I do, however, like the detail Plugin Inspector provides!

• This reply was modified 6 years, 10 months ago by FeralReason.
• This reply was modified 6 years, 10 months ago by FeralReason.

I like the idea of a plugin like this, that’s why when you mentioned it I loaded it up on my staging site and checked it out. But until it can tell a good use of a powerful coding technique from a bad one, it generates way too much heat for the amount of light it provides.

I’ll keep an eye out for this and/or other plugins that can do more, but as for this one at this time, I’m gonna take a pass.

Thanks for your comments.

Sounds good. If you find a PHP scanner that works — let us all know.

We released a new version of the PHP Compatibility Checker on Tuesday, version 1.4.4. For those of your experiencing the infinite spinner issue, could you please try with this latest version and let me know if you encounter the same problem. I’d love to get to the bottom of the problem.

Generally, when we’ve seen that before, it would indicate there was a fatal error during the scan. Often this is caused another plugin’s autoloader. If the problem persists, having a list of installed and activated plugins would help to reproduce the issue and determine what is happening.

I tried your updated version. When it works at all it seems to work well. It found quite a few things that should be updated in several plugins on a small site of mine with 44 plugins (35 active). It worked in every configuration I tried it in, but sometimes I had to try it several times before it would work at all. I’d hit the scan button and get a spinner for a second or two, then nothing. Other tries worked properly. Sometimes it would get stuck on Updraft Plus version 1.14.2. I’m now on WP 4.9.2 and GeneratePress 2.0.2.
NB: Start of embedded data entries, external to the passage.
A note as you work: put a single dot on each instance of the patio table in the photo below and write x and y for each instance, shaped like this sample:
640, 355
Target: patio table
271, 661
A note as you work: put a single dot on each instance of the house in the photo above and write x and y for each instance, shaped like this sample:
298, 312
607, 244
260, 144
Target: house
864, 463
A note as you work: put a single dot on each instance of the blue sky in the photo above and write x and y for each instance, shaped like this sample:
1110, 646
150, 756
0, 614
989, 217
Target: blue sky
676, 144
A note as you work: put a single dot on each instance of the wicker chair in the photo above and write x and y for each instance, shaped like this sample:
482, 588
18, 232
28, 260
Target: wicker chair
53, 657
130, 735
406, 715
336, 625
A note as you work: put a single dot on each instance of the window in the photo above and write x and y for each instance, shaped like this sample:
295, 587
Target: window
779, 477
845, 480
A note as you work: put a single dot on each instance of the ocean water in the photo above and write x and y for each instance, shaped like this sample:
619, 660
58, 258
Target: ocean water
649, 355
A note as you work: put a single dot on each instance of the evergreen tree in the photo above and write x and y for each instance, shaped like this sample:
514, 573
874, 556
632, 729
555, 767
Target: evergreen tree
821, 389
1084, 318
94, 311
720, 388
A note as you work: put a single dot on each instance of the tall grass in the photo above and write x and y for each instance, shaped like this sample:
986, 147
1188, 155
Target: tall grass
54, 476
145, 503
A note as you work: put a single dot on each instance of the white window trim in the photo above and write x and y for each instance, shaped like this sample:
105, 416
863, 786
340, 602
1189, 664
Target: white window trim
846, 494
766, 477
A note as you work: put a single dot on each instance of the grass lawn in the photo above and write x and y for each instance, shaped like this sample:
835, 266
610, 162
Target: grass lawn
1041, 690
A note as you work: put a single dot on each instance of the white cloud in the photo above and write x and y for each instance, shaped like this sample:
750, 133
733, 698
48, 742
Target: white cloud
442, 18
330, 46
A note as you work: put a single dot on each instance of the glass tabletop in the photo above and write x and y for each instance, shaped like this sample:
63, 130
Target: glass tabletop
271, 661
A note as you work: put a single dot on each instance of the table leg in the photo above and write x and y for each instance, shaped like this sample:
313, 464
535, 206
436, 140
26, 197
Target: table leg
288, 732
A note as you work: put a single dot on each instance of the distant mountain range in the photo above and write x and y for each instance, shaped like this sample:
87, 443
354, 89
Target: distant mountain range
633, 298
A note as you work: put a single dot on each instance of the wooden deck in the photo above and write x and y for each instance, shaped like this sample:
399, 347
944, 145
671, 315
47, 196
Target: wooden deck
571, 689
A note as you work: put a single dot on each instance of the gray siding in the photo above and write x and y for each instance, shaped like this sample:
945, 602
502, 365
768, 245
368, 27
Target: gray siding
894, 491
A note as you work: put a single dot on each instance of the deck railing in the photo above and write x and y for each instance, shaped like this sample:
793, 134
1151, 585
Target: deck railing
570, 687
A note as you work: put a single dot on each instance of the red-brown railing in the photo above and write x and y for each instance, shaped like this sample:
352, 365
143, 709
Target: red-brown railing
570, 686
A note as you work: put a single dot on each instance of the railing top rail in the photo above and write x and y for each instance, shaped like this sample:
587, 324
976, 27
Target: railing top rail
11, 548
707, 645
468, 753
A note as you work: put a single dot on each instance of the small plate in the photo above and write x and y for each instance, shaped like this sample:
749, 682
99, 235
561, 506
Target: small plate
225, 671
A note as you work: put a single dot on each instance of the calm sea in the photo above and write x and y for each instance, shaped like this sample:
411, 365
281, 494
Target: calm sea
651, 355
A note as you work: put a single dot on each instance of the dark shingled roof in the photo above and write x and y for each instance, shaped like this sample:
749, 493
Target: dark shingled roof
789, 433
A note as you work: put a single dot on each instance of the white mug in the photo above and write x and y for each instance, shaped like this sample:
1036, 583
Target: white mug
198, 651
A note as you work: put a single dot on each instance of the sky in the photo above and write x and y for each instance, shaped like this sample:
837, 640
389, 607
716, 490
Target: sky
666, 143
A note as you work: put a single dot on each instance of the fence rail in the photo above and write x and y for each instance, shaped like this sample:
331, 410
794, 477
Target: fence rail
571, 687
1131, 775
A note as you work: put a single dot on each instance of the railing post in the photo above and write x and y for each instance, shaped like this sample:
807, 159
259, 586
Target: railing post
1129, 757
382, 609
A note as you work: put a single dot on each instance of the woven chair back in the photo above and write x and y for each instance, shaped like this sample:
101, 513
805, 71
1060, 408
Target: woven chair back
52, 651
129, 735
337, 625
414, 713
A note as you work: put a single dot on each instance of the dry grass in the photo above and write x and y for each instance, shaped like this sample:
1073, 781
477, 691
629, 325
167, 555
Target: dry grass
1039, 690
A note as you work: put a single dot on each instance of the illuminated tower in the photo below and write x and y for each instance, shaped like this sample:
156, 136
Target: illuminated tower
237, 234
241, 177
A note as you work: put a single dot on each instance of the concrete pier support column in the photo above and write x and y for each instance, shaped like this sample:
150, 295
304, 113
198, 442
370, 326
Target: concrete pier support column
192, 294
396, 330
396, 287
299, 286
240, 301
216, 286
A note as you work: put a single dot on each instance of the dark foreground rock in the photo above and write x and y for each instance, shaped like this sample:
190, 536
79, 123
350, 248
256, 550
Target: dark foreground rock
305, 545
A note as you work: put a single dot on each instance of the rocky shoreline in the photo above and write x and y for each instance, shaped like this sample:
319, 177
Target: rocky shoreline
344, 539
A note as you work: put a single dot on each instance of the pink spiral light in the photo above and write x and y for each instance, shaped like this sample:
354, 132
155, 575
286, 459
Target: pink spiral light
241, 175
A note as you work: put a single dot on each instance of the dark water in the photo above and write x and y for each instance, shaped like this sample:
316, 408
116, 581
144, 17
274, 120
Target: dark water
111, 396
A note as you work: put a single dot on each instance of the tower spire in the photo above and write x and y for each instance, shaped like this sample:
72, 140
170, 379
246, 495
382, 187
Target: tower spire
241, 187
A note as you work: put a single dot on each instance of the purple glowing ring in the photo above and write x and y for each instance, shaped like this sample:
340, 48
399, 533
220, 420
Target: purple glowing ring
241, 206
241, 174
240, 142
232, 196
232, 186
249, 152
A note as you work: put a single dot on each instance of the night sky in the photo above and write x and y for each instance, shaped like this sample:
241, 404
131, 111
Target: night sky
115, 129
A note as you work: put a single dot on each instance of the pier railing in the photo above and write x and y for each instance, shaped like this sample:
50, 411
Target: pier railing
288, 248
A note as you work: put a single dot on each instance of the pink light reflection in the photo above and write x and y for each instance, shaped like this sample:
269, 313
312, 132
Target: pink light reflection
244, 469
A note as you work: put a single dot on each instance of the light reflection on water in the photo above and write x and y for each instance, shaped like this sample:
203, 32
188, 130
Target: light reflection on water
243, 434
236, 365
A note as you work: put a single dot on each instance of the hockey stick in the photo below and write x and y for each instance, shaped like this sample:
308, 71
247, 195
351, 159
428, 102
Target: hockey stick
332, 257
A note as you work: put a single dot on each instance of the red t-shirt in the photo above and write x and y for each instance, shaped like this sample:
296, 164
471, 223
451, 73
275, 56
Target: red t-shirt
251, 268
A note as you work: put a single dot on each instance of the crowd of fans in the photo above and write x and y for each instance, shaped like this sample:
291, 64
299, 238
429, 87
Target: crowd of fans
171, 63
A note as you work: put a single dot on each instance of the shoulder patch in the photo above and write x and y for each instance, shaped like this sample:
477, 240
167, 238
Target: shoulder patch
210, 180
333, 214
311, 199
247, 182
On my other site with far more plugins (dev site, most plugins inactive) it never worked at all. I can’t even get a spinner, on any combo of PHP Version and either all plugins or just active ones. You’re not there yet.

Hi John,

This could be due to the browser caching old versions of Javascript. I just made an update in 1.4.5 to force cache-busting of local assets. Could we please try it one more time?

No change, I’m sorry to report. Still gets stuck on Updraft Plus (37 of 44) and still won’t run at all on my other site.

Hi, Steven.

I just updated to version 1.4.5, cleared my browser’s cache, and ran the scan again. It spins for about 5 seconds and then nothing.

Would it help if I provided a list of my plugins?